The latter part of the week has been punctuated with threats and counter threats as the UK threatens to trigger Article 16 over the continued impasse over the treatment of Northern Ireland. It has prompted a no nonsense response from European leaders who have said should Article 16 be triggered the reaction would be “robust”.
It adds to the concerns over the UK’s supply chain and those concerns have only been heightened by dire predictions from the country’s leading logistics organisation.
In evidence to the Transport Select Committee’s inquiry into the road freight supply chain, Elizabeth de Jong, Director of Policy at business group Logistics UK, warned that new rules to be implemented in April have the potential to see 17 mile tailbacks into the UK’s ports for goods being exported to the EU.
Under the new rules lorry drivers will be required to undergo biometric checks to enter the Schengen Area, with French authorities making the checks at ports such as Dover and Folkstone.
“Logistics UK is also pressing government to address the EU’s proposed Entry Exit System (EES), which would see the introduction of new customs checks at the borders of Dover and Folkestone,” she told MPs. “These new rules could cause delays to supply chain operations at borders, while compromising the safety of drivers, as they would be required to exit their vehicles to undertake the checks.”
De Jong added the hope was that “pragmatic negotiations” take place which result in lorry drivers being able to stay in their cabs.
Forcing drivers to leave their vehicles “takes up a lot of time and also leads to security issues for the loads and for migrants”, she said. “An increase in two minutes processing for each lorry would lead to a 17-mile delay at the Dover border.”
Quite apart from the new checks the UK’s logistic sector had other pressures said de Jong.
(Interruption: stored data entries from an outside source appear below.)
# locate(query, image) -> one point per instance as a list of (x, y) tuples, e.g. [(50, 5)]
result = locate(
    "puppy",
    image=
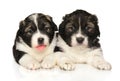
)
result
[(78, 40), (35, 40)]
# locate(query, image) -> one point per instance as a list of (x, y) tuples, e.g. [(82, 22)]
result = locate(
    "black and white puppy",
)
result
[(78, 40), (35, 40)]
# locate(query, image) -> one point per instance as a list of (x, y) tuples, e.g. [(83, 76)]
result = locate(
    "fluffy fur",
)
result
[(79, 41), (36, 29)]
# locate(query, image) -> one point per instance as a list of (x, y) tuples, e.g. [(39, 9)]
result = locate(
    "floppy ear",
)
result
[(21, 24)]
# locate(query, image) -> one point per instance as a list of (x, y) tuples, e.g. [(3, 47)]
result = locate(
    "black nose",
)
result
[(80, 39), (40, 40)]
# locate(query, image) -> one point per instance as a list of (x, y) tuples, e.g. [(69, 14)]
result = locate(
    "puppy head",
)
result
[(80, 28), (37, 30)]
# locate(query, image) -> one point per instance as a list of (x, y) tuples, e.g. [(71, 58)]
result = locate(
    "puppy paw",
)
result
[(47, 64), (33, 66), (102, 65), (67, 67)]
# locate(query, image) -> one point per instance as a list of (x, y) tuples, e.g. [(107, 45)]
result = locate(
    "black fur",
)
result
[(88, 24)]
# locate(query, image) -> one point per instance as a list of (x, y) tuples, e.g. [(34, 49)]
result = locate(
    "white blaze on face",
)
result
[(34, 18), (79, 34), (36, 36)]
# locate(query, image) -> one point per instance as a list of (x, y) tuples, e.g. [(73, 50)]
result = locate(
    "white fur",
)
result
[(77, 35), (34, 18), (37, 35), (83, 54), (33, 58)]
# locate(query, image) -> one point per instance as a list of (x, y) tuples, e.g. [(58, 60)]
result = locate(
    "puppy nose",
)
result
[(80, 39), (40, 40)]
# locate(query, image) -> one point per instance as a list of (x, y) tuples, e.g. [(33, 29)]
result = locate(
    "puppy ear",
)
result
[(66, 16), (93, 18), (21, 24)]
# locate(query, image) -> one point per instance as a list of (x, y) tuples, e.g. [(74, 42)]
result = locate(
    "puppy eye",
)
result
[(29, 31), (48, 29), (70, 28), (90, 29)]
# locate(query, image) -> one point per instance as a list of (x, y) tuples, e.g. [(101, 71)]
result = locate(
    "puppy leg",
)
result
[(49, 61), (29, 62), (64, 62), (96, 59)]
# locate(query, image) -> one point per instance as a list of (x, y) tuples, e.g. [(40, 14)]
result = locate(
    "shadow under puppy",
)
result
[(35, 40), (78, 40)]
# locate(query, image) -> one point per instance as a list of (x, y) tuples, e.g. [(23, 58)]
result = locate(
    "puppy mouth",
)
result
[(41, 47)]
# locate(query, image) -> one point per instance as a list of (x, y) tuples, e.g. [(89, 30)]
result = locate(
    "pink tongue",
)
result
[(40, 47)]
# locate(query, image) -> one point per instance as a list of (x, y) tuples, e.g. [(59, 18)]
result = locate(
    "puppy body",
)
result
[(34, 41), (79, 40)]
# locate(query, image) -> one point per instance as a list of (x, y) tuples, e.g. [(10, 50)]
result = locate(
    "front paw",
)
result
[(47, 64), (102, 65), (33, 65), (67, 66)]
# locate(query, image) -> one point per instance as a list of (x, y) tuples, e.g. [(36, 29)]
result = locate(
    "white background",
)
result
[(13, 11)]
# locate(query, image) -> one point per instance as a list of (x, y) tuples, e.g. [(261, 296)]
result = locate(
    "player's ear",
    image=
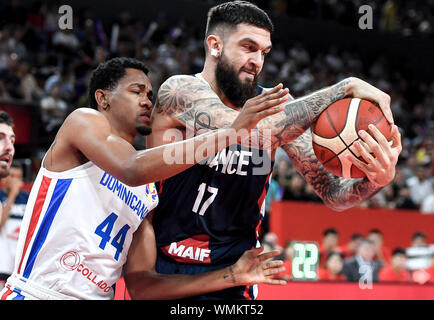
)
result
[(214, 44), (101, 97)]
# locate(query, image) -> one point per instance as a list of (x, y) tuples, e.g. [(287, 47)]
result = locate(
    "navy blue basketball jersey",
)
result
[(210, 214)]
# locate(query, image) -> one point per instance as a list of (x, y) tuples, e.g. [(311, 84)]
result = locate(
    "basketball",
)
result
[(336, 130)]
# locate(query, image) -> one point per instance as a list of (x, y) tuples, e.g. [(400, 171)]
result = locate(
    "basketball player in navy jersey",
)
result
[(61, 242), (214, 209)]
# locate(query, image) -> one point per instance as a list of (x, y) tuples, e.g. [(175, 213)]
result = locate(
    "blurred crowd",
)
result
[(405, 17), (49, 68), (363, 259)]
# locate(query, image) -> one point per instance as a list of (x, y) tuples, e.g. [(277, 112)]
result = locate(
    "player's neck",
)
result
[(208, 73)]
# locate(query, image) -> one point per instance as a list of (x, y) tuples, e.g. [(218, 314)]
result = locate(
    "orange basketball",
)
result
[(336, 130)]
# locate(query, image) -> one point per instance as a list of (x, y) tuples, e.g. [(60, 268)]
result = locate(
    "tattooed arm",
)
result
[(340, 193), (195, 106)]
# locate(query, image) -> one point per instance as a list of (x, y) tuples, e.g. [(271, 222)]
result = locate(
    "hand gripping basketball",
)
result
[(342, 144)]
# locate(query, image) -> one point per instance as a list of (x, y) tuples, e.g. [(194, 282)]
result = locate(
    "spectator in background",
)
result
[(53, 109), (329, 244), (419, 254), (28, 85), (396, 271), (363, 264), (7, 152), (350, 249), (427, 206), (382, 253), (333, 269), (14, 203)]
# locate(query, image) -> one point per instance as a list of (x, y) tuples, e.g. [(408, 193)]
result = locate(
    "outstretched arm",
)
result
[(144, 283), (340, 193), (195, 105)]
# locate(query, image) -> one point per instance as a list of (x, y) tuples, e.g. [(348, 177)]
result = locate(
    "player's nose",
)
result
[(145, 102)]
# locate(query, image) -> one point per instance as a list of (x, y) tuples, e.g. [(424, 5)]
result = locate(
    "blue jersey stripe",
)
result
[(60, 190), (19, 296)]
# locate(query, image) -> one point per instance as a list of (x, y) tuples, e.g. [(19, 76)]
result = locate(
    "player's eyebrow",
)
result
[(140, 85), (254, 42)]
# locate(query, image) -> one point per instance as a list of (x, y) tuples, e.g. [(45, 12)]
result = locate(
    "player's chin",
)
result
[(4, 171)]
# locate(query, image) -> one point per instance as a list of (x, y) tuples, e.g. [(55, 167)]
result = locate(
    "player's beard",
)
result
[(237, 91), (143, 130)]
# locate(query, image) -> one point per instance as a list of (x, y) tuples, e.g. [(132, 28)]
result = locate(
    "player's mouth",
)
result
[(248, 73), (145, 116), (5, 159)]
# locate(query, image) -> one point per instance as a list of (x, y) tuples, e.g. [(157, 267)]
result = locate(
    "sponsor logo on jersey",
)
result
[(71, 261), (191, 250), (151, 192)]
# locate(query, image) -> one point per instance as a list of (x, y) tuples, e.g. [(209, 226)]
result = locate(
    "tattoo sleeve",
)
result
[(337, 193), (196, 106)]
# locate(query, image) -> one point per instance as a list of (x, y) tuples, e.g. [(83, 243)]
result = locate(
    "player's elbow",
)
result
[(133, 176), (334, 205)]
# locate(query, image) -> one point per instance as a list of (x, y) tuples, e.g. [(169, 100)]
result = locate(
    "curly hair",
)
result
[(229, 14), (6, 118), (107, 75)]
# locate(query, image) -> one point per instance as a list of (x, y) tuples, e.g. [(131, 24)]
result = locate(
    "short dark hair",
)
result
[(6, 118), (230, 14), (330, 231), (107, 75)]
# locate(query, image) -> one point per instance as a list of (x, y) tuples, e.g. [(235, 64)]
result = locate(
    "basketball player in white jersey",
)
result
[(7, 151), (84, 221)]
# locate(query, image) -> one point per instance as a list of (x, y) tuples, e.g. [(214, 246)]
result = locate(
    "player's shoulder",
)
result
[(84, 115), (81, 120), (182, 80)]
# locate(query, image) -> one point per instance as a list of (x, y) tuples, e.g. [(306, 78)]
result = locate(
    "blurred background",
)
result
[(44, 73)]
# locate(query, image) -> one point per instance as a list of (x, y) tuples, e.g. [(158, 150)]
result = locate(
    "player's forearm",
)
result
[(337, 193), (167, 160), (5, 210), (151, 285), (301, 113), (348, 193)]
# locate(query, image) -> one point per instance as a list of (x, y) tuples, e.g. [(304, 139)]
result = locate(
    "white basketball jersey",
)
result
[(76, 233)]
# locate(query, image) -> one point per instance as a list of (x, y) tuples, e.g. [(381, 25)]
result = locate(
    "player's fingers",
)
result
[(363, 151), (376, 149), (272, 264), (359, 164), (381, 139), (275, 281), (270, 272), (269, 255), (384, 103), (270, 112), (396, 138)]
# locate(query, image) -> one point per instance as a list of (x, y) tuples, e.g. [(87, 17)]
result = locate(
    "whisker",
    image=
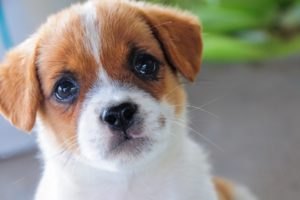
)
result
[(201, 135)]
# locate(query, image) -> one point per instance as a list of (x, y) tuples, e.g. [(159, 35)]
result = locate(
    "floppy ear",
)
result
[(19, 88), (179, 34)]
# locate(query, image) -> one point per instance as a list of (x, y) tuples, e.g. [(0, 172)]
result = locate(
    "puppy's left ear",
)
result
[(19, 88), (179, 34)]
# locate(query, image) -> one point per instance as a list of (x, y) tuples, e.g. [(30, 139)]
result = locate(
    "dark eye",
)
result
[(66, 90), (146, 66)]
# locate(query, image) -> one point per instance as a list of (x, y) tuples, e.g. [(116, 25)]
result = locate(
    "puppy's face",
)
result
[(103, 78)]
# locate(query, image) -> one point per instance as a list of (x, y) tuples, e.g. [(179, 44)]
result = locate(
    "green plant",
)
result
[(244, 30)]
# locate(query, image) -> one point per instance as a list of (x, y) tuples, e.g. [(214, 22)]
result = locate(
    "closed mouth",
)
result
[(123, 144)]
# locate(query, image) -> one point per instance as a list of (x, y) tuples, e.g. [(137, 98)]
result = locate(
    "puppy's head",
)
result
[(103, 78)]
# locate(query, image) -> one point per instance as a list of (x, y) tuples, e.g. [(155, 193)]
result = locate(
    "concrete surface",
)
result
[(253, 128)]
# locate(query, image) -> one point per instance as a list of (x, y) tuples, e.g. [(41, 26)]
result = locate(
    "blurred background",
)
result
[(244, 107)]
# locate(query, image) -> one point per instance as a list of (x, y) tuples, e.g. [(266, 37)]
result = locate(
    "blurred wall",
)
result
[(22, 17)]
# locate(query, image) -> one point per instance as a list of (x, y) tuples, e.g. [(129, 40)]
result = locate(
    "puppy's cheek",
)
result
[(174, 94)]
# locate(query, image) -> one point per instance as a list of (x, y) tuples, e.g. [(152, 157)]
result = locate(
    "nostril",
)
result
[(128, 112), (110, 119)]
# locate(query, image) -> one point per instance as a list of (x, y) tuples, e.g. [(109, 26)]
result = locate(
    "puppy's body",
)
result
[(103, 81), (183, 175)]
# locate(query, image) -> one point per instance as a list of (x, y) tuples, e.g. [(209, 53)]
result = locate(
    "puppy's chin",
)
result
[(124, 154)]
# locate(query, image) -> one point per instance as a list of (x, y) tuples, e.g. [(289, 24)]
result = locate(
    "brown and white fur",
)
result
[(83, 157)]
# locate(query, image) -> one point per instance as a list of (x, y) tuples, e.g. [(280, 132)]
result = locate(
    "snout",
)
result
[(120, 117)]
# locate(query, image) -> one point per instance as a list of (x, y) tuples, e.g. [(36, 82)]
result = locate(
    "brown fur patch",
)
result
[(224, 189)]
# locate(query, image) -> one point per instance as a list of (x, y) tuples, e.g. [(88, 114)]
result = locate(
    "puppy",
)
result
[(100, 81)]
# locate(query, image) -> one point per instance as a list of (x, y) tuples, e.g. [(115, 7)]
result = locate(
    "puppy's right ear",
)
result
[(19, 86)]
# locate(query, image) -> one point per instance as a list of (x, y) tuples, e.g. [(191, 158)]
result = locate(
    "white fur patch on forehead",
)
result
[(91, 28)]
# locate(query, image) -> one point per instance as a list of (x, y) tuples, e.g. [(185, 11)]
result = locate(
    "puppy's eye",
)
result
[(66, 90), (146, 66)]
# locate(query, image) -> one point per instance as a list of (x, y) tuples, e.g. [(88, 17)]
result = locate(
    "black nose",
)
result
[(119, 117)]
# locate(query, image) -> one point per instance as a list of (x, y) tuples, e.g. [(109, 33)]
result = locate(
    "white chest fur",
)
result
[(183, 175)]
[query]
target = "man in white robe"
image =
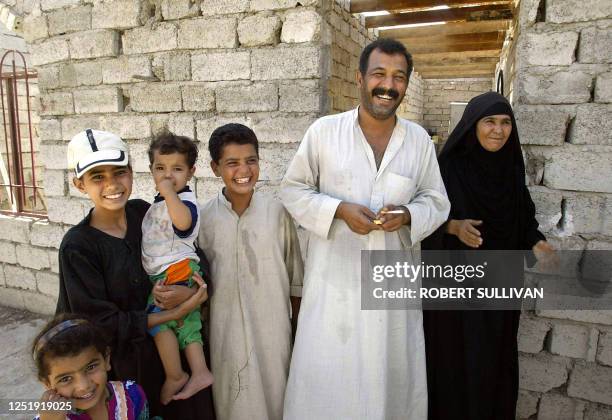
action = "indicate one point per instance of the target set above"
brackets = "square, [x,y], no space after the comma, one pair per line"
[349,363]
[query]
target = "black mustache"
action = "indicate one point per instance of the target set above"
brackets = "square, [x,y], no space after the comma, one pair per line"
[388,92]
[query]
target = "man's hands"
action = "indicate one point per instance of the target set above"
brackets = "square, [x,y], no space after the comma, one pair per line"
[360,219]
[466,231]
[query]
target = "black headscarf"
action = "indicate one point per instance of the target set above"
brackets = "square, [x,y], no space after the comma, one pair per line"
[487,186]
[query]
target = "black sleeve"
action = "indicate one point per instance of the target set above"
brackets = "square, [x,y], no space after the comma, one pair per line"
[83,289]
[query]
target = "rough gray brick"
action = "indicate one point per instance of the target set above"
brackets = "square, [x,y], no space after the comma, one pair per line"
[592,125]
[155,97]
[94,44]
[46,234]
[214,66]
[198,98]
[118,14]
[31,257]
[97,101]
[300,96]
[258,30]
[541,373]
[73,19]
[578,170]
[603,88]
[161,37]
[221,7]
[178,9]
[253,98]
[50,51]
[126,69]
[8,254]
[577,10]
[301,26]
[207,33]
[591,382]
[56,103]
[560,87]
[19,277]
[286,63]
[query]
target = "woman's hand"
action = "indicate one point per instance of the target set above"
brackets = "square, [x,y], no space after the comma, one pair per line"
[466,231]
[51,396]
[546,255]
[168,297]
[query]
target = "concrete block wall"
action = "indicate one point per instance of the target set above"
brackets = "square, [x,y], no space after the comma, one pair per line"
[562,98]
[439,93]
[137,67]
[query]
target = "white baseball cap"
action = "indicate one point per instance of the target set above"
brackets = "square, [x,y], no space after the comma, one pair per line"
[91,148]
“The road freight supply chain is facing many challenges and opportunities, including the ongoing shortage of HGV drivers, a patchwork of local urban regulations, and the need to decarbonise operations efficiently,” she explained. “The lack of available lorry parking facilities nationwide is a key contributor to the HGV driver shortage. Many commercial drivers are forced to take their rest periods in their vehicles at the side of the road or on industrial estates, with no access to hygiene facilities. This is preventing individuals – particularly women, who only make up 2% of HGV drivers – from remaining in or wanting to join the workforce.”